Par une décision du 16 décembre 2016, le Conseil d’État apporte d’importantes précisions sur l’office du juge du plein contentieux lors de l’examen de la validité d’une autorisation d’exploiter une ICPE au regard des règles d’urbanisme applicables.

En l’espèce, le préfet du Loiret avait autorisé la société Ligérienne Granulats SA à exploiter une carrière de matériaux alluvionnaires et une installation de traitement sur le territoire de la commune de Mardié. Saisi d’un pourvoi en cassation à l’encontre de l’arrêt par lequel la Cour administrative d’appel de Nantes a annulé l’autorisation d’exploiter délivrée par l’arrêté du préfet du Loiret, le Conseil d’État censure l’arrêt de la Cour pour une double erreur de droit et, à cette occasion, précise l’étendue de l’office du juge de plein contentieux appelé à examiner la légalité d’une autorisation d’exploiter une ICPE au regard de dispositions issues d’un règlement d’urbanisme.
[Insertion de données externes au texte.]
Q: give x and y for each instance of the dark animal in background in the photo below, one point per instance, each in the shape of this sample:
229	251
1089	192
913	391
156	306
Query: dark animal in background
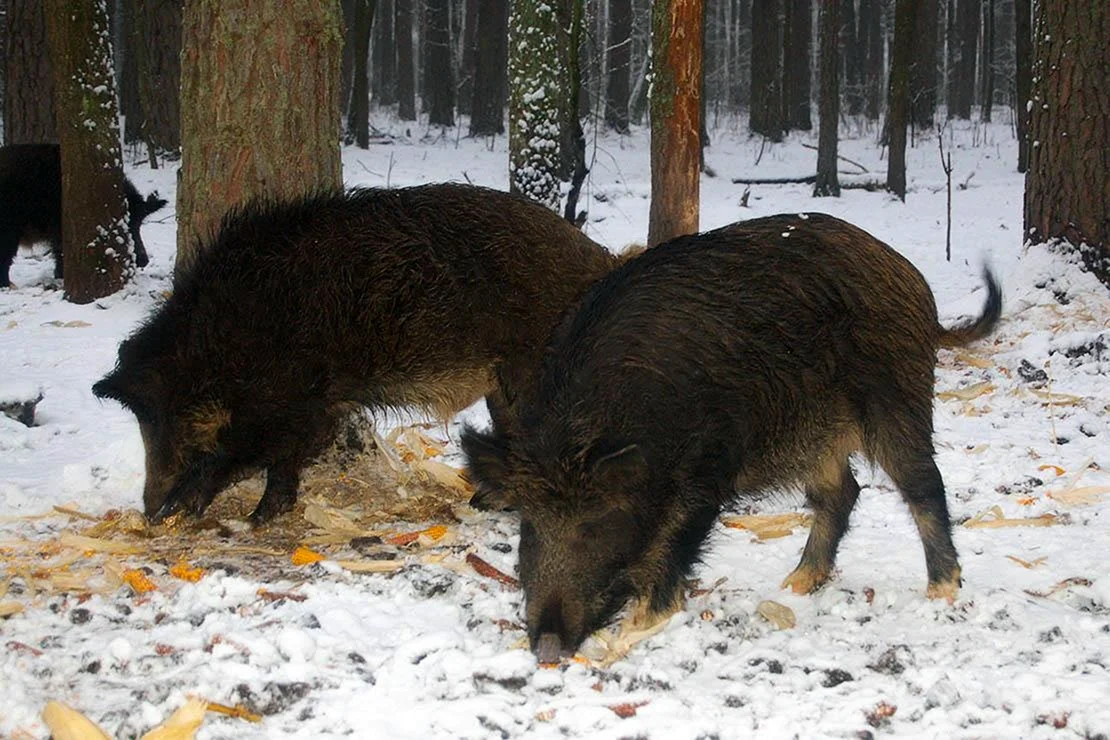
31	204
299	312
752	357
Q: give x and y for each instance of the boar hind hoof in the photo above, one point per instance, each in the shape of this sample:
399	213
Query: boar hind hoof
548	648
805	579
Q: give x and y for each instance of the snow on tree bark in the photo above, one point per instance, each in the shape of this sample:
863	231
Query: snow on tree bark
98	254
535	83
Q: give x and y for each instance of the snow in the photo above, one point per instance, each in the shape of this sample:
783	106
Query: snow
432	651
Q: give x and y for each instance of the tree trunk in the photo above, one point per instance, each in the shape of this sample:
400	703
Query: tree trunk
535	105
491	67
796	64
359	113
873	17
987	98
619	66
29	82
676	87
828	183
1067	188
259	94
157	48
901	48
94	220
406	77
922	70
439	83
766	70
1023	54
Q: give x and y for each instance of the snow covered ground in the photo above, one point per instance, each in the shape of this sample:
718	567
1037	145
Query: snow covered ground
434	650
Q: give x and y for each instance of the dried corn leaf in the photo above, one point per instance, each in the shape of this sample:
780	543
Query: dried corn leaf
1082	496
994	518
68	723
968	393
778	615
182	723
94	544
769	526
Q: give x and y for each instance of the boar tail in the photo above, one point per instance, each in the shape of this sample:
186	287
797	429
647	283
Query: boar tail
979	327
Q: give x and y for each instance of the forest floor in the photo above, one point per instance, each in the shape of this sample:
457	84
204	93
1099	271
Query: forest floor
128	622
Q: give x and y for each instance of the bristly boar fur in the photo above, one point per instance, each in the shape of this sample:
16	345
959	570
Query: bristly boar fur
31	204
752	357
298	312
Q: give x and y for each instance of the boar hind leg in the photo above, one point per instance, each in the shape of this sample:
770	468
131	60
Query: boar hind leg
280	495
831	502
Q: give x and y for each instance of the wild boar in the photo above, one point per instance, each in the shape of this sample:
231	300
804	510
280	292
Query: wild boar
299	312
756	356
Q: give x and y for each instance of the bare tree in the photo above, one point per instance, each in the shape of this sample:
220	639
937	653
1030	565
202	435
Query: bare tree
94	221
901	48
255	112
1067	188
676	88
827	182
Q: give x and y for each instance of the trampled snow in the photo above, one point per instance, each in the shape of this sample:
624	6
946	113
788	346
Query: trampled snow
435	651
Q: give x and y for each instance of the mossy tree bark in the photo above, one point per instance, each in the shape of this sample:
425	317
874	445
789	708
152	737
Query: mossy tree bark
94	220
1067	188
676	92
259	93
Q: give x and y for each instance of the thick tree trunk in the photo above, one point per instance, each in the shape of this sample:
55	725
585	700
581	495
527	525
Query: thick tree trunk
491	66
255	114
359	113
619	66
1023	54
922	70
676	87
901	48
29	82
1067	188
796	64
535	101
94	220
406	77
766	70
827	182
439	82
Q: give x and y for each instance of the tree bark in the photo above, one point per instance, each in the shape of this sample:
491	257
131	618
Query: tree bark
439	82
1023	54
1067	188
29	82
535	105
403	34
94	220
827	182
766	70
922	71
359	113
676	87
491	69
619	66
796	64
898	97
259	94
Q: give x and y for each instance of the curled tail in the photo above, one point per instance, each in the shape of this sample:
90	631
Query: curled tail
977	328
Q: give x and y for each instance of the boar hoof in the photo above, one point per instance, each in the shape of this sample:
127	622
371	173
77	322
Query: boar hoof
805	579
548	648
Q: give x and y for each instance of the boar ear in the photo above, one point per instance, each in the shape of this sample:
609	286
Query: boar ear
616	466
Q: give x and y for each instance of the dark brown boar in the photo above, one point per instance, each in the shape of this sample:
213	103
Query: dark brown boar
752	357
299	312
31	204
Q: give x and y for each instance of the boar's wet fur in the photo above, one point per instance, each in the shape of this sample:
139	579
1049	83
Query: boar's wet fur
299	312
756	356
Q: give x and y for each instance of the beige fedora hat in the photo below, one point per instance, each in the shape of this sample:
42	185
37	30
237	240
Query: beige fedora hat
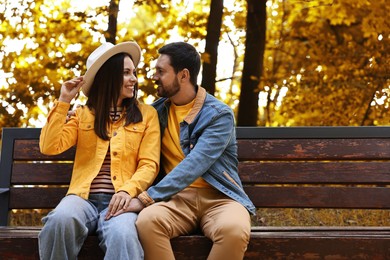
105	51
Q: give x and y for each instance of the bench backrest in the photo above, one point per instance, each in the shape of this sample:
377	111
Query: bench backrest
297	167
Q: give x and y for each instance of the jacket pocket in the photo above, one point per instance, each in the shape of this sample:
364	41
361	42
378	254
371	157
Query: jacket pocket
86	136
133	135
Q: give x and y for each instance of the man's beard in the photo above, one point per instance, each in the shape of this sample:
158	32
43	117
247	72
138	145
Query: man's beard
168	90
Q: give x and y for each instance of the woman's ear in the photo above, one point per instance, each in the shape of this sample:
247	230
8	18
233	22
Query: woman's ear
185	74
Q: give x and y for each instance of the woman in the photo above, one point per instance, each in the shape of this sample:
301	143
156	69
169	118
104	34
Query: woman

Tout d’abord, le Conseil d’État rappelle les conditions dans lesquelles les règles d’urbanisme ont vocation à s’appliquer aux autorisations d’exploiter une ICPE : « qu’en vertu du premier alinéa de l’article L. 123-5 du code de l’urbanisme, devenu son article L. 152-1, le règlement et les documents graphiques du plan d’occupation des sols ou du plan local d’urbanisme qui lui a succédé sont opposables à l’ouverture des installations classées appartenant aux catégories déterminées dans le plan ; qu’il en résulte que les prescriptions de celui-ci qui déterminent les conditions d’utilisation et d’occupation des sols et les natures d’activités interdites ou limitées s’imposent aux autorisations d’exploiter délivrées au titre de la législation des installations classées »

Ensuite, précisant une jurisprudence récente, le Conseil d’État considère que, s’agissant du respect des règles d’urbanisme, le juge de plein contentieux doit en principe examiner la légalité de l’autorisation d’exploiter au regard des règles d’urbanisme applicables à la date de sa délivrance et non au moment où le juge statue.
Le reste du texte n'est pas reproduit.